In addition to detecting biomolecules and chemical organics, fluorescence can also be used as a tool for mineralogical identification [22] to aid in target selection. Many minerals are fluorescent when excited at certain excitation and emission wavelength combinations, for example, the mineral fluorite derives its name after this characteristic fluorescence property. Often in planetary applications spectral information requires information on the geological context before a mineral is identified. This does not diminish the utility of spectral data. Mineral and rock species identified on the surface of Mars include hematite, jarosite, olivine, phylosilicates, carbonates, perchlorate (ClO4), basalts, and ice among others [23, 24].

Modified ChemCam Instrument

The LIBS system that forms the core of ChemCam is a suitable starting point for future combined LIBS/Raman or LIBS/fluorescence instruments.

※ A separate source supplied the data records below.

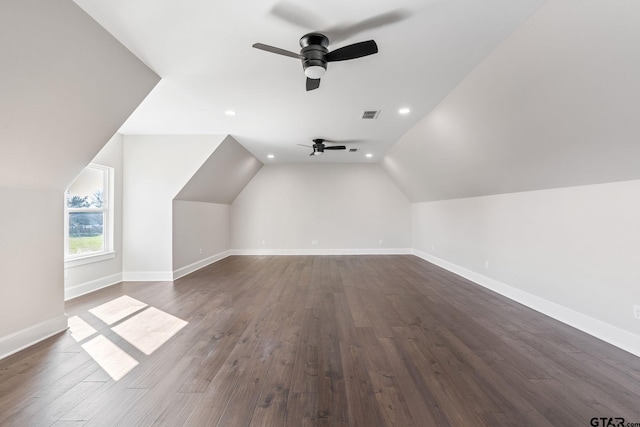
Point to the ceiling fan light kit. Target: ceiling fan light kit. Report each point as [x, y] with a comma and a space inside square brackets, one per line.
[315, 55]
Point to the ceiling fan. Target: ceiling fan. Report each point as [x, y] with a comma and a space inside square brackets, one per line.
[315, 55]
[319, 147]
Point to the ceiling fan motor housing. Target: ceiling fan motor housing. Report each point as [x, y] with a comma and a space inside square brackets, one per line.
[314, 49]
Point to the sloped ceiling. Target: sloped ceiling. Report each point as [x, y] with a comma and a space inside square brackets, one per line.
[223, 175]
[66, 86]
[203, 51]
[556, 105]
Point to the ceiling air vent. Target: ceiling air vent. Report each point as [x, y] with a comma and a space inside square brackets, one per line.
[370, 114]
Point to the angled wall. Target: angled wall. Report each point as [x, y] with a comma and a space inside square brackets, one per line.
[553, 109]
[156, 168]
[66, 87]
[201, 212]
[554, 106]
[323, 208]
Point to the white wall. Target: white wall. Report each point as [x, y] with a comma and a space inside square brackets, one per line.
[200, 235]
[577, 247]
[31, 251]
[156, 168]
[345, 207]
[86, 278]
[66, 87]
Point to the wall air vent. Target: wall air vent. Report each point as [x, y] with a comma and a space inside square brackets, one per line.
[370, 114]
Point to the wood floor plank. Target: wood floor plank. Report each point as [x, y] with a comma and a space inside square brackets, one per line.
[322, 341]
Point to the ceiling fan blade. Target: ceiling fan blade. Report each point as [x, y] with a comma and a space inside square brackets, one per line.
[277, 50]
[312, 84]
[352, 51]
[343, 32]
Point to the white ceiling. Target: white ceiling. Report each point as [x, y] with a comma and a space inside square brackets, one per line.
[202, 50]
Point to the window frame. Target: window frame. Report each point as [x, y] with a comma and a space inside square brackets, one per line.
[107, 228]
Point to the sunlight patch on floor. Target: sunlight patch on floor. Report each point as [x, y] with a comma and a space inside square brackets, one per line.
[80, 330]
[117, 309]
[146, 328]
[115, 361]
[149, 329]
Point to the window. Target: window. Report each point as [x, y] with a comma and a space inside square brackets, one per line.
[88, 215]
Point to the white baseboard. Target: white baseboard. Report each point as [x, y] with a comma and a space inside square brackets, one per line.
[27, 337]
[93, 285]
[374, 251]
[606, 332]
[183, 271]
[147, 276]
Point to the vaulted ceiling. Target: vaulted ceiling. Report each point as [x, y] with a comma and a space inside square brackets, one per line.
[203, 51]
[504, 96]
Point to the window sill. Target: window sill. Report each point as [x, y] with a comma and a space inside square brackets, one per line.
[88, 259]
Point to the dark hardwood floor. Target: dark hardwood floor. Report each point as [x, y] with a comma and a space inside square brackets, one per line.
[323, 340]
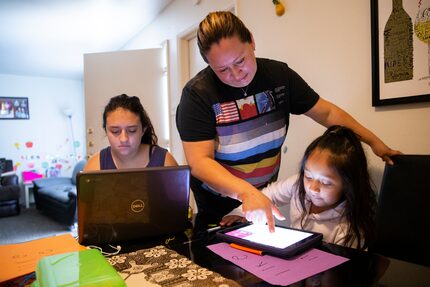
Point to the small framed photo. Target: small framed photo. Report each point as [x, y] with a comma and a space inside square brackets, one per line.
[14, 108]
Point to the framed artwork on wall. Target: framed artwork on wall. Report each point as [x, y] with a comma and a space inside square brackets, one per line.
[14, 108]
[400, 51]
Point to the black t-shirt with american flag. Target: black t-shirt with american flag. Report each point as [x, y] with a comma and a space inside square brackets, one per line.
[249, 125]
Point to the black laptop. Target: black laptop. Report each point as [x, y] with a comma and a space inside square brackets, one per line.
[122, 205]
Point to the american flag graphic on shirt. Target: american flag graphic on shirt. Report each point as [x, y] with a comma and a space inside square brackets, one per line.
[226, 112]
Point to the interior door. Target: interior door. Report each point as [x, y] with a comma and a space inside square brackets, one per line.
[140, 73]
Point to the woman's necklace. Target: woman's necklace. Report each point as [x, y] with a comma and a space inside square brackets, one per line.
[245, 92]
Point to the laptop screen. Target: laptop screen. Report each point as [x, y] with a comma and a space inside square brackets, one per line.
[120, 205]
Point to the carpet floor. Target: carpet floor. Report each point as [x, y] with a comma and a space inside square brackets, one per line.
[30, 224]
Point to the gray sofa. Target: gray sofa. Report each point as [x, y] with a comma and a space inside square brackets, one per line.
[56, 196]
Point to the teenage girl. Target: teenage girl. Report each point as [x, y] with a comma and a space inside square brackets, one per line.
[132, 140]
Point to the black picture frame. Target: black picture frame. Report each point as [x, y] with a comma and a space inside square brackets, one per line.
[14, 108]
[412, 96]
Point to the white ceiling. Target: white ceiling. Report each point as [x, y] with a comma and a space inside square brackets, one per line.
[49, 37]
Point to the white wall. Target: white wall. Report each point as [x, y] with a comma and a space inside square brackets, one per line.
[44, 142]
[328, 44]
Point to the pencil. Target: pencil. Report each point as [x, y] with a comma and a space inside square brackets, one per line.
[247, 249]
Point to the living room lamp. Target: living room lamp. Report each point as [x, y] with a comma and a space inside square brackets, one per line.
[69, 113]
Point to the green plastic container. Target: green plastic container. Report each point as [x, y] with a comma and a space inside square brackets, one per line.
[81, 268]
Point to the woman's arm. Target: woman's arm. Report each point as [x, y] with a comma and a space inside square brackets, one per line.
[200, 157]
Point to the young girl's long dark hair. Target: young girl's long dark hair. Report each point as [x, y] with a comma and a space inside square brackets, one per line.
[133, 105]
[347, 157]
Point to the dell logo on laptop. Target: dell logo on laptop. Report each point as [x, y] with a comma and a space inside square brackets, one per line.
[137, 205]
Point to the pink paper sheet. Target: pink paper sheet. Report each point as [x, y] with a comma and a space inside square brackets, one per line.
[279, 271]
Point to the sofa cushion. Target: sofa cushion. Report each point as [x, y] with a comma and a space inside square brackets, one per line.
[59, 192]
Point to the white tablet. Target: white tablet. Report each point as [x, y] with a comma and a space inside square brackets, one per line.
[284, 242]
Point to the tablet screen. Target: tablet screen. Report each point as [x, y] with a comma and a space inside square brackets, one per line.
[281, 238]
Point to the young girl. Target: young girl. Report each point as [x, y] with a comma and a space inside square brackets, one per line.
[131, 136]
[332, 194]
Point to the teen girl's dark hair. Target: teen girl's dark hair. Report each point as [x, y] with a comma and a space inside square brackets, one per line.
[219, 25]
[348, 158]
[133, 105]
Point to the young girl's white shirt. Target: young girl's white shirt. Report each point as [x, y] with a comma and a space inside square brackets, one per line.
[329, 222]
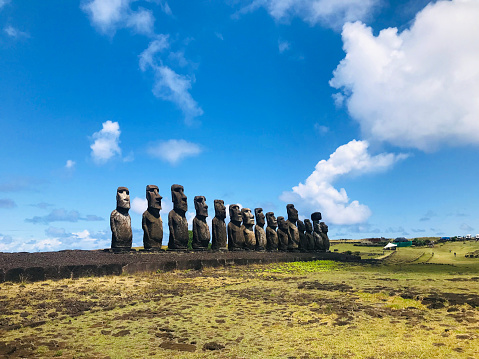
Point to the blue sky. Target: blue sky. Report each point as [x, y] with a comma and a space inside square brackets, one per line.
[365, 110]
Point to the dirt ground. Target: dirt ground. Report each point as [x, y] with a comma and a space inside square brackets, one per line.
[319, 309]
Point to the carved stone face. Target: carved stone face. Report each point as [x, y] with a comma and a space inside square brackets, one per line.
[201, 206]
[301, 226]
[123, 198]
[308, 225]
[248, 218]
[220, 209]
[292, 213]
[272, 222]
[259, 216]
[235, 213]
[179, 198]
[316, 216]
[153, 197]
[324, 227]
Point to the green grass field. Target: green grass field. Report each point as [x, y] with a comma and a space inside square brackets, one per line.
[413, 305]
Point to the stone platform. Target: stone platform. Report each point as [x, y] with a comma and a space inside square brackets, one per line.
[17, 267]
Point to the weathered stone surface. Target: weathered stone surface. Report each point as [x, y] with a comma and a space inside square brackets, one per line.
[324, 236]
[303, 240]
[201, 231]
[318, 240]
[120, 221]
[259, 232]
[293, 233]
[177, 223]
[219, 239]
[282, 234]
[271, 235]
[235, 233]
[309, 234]
[151, 221]
[248, 230]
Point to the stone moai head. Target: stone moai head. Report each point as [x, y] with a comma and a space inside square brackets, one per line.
[316, 216]
[258, 212]
[324, 227]
[248, 218]
[272, 222]
[179, 198]
[301, 226]
[153, 197]
[292, 213]
[282, 224]
[308, 225]
[122, 198]
[235, 213]
[201, 206]
[220, 209]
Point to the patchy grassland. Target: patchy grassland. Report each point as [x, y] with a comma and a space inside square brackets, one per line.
[415, 305]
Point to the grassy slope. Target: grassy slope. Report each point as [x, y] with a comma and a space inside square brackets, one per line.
[295, 310]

Laser induced breakdown spectroscopy operates by heating/energizing the target surface producing a plasma. Elements are identified and their concentration determined based on the strength of atomic emission lines in the spectrum. ChemCam uses a 5 ns pulsed 1064 nm laser with a 15 hz firing rate drawing 30 mJ per pulse to produce the plasma [1]. To capture the emission spectrum of the plasma, ChemCam has a Schmidt telescope to increase the light gathering power before feeding the signal into three spectrometers. The spectrometers are customized versions of off-the-shelf Ocean Optics HR2000 spectrometers, each designed to measure specific wavelengths of the emission spectra (240–336 nm, 380–470 nm, 500–800 nm respectively). In a typical application the signal is integrated over 75 laser pulses. The combined spectrometer detection ranges from ultra-violet (UV) 240 nm to red 800 nm [1].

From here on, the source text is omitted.